Child marriages like those in the Phartade family remain common in rural Maharashtra. The National Family Health Survey’s (NFHS) 2015-16 data show that nearly one-third of all girls in the 20-24 age group in the state’s villages got married before they turned 18. And 10.4 per cent women in rural Maharashtra in the 15-19 age range were mothers or pregnant at the time of the survey.
Though it is widely known that child marriage is illegal in India – for girls below 18 and boys less than 21 years old – such unions remain even higher in Beed district’s villages, where farming incomes are low and migration is the norm. In Beed, 51.3 per cent women aged 20-24 were married before turning 18, the 2015-16 NFHS says, and 18.2 per cent of girls in the 15-19 age group were mothers or pregnant at the time of the survey.
Migration often forces early marriages in Marathwada. Around 300,000 farmers and labourers leave Beed during the harvest season, according to trade union estimates. They migrate mainly to western Maharashtra’s Kolhapur, Sangli and Satara districts, or to Karnataka’s Belgaum district, to work as sugarcane cutters. (See The long road to the sugarcane fields)
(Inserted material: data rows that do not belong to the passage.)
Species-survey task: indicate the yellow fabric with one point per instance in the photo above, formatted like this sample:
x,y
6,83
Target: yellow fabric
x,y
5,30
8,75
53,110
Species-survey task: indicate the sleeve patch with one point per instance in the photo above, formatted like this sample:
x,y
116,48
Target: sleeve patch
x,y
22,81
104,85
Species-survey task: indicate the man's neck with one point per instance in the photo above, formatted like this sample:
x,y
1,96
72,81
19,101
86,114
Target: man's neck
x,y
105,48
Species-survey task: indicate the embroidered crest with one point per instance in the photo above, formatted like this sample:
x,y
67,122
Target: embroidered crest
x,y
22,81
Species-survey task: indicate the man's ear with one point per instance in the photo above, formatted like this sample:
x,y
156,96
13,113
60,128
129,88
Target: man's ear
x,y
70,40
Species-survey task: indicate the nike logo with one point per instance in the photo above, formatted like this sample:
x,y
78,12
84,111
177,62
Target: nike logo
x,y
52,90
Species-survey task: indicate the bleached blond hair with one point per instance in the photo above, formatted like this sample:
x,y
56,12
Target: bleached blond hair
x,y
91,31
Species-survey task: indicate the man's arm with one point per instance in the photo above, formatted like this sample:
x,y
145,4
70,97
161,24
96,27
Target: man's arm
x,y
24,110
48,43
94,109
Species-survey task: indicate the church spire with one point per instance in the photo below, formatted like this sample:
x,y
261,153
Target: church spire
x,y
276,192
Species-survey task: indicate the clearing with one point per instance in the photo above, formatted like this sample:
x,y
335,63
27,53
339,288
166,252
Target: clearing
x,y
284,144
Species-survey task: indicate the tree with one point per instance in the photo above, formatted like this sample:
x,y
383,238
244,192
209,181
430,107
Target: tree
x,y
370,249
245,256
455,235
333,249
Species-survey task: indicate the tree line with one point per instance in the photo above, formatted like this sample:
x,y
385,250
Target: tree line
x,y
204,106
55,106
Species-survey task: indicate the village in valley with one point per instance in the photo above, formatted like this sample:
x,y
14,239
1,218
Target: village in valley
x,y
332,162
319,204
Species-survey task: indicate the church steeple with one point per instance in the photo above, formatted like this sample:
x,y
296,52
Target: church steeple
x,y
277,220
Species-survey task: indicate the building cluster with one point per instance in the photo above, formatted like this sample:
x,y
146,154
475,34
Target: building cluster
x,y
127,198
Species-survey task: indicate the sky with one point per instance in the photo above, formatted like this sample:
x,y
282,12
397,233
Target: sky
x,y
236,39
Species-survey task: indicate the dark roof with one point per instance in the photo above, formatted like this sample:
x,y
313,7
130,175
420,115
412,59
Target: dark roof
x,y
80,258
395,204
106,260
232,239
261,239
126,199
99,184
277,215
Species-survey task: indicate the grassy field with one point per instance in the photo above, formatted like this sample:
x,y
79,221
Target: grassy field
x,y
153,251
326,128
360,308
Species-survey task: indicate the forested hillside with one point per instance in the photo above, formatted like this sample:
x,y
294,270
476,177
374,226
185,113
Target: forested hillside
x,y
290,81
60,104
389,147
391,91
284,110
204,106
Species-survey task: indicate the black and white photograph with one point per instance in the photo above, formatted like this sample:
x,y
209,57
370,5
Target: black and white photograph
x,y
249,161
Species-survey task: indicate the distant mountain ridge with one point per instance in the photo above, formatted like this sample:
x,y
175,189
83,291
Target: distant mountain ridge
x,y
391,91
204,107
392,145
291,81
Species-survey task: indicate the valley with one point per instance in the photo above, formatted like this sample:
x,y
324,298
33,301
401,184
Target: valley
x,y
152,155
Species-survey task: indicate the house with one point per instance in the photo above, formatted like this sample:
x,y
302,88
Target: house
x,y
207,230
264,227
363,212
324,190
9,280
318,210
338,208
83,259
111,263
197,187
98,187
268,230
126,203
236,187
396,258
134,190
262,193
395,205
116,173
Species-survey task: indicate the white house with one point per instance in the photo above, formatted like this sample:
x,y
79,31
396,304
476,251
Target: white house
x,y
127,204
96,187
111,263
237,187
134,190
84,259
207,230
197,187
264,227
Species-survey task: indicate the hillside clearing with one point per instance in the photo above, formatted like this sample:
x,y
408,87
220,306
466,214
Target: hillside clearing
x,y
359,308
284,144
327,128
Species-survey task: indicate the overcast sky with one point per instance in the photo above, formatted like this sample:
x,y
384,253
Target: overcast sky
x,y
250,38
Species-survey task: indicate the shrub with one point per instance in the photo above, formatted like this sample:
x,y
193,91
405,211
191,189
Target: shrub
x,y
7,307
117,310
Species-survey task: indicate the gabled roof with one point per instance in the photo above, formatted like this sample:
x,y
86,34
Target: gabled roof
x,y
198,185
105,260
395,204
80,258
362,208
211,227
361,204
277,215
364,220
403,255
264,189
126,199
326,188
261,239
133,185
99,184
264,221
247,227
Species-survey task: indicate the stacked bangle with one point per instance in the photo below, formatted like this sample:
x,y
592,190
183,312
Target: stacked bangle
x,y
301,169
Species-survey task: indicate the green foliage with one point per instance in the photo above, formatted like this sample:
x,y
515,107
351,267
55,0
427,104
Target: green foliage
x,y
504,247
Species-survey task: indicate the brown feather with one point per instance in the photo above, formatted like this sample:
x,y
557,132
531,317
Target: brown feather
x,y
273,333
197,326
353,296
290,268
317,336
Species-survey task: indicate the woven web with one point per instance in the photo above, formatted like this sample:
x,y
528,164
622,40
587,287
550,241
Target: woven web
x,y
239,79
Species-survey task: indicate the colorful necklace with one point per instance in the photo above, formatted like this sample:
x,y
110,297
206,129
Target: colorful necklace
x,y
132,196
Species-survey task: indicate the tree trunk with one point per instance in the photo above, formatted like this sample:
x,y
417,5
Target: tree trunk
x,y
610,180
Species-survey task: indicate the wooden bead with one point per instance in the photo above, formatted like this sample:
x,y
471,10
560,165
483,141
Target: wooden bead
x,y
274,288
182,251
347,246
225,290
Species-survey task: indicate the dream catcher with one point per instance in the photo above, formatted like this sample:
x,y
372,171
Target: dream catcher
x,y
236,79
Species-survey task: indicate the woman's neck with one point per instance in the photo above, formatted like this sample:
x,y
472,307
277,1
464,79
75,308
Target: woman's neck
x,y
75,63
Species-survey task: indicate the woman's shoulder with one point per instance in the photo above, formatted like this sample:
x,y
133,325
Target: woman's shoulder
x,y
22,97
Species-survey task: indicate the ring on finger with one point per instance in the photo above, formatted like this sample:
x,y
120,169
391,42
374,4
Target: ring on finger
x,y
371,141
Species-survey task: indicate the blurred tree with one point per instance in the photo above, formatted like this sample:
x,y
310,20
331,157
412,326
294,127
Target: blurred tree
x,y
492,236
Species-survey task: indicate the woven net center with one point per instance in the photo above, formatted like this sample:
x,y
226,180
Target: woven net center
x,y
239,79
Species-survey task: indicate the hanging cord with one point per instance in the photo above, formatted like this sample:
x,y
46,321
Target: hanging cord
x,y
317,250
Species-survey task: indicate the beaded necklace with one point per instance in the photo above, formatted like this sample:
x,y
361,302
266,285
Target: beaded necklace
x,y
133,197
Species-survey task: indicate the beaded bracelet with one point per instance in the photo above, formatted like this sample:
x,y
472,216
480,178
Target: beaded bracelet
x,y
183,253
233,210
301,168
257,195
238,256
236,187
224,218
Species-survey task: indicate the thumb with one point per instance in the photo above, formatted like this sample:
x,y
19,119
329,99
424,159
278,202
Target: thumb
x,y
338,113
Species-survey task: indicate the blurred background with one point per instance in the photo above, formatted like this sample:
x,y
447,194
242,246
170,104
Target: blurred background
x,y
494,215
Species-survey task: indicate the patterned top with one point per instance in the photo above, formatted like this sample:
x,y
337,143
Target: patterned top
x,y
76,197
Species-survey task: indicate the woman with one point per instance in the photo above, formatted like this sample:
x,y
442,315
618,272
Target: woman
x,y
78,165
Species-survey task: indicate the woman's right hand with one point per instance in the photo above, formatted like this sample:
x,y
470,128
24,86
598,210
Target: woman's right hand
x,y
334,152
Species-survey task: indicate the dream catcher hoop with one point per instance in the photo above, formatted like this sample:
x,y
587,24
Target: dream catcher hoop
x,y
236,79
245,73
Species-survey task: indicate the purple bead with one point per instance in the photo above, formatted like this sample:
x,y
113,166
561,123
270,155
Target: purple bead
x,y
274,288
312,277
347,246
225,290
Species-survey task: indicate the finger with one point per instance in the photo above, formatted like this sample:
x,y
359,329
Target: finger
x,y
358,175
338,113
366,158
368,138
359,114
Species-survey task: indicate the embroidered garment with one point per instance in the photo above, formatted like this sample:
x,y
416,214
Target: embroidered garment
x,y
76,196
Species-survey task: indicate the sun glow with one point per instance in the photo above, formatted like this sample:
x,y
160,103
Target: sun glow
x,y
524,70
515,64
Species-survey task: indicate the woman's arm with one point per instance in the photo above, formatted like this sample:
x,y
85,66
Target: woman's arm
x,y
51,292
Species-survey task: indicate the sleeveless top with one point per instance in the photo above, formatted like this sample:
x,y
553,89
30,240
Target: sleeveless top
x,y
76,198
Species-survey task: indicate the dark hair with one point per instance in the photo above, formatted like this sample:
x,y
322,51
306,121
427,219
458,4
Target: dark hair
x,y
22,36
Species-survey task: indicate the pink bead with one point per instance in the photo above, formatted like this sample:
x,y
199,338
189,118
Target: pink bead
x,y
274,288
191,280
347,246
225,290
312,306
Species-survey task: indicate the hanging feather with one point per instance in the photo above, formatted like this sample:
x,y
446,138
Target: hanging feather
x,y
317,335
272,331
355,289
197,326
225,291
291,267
Seasonal migration from Marathwada has increased over the years with the rise in production costs for agriculture and near-stagnant returns. A report titled Price Policy for Kharif Crops (2017-18) by the Commission for Agricultural Costs and Prices, shows a mismatch between investment and returns for almost every crop, including cash crops like cotton. The endemic water crisis in the region is another reason why small cultivators can no longer depend on farming as their primary source of income. This increases the numbers who migrate.
When families migrate for work, looking after a daughter becomes a concern, says Ahmednagar-based educationist Herambh Kulkarni, who works with a non-governmental organisation. “As the daughter enters her teens,” he says, “migrating parents start worrying for her safety. They get her married quickly and believe they have fulfilled a responsibility.”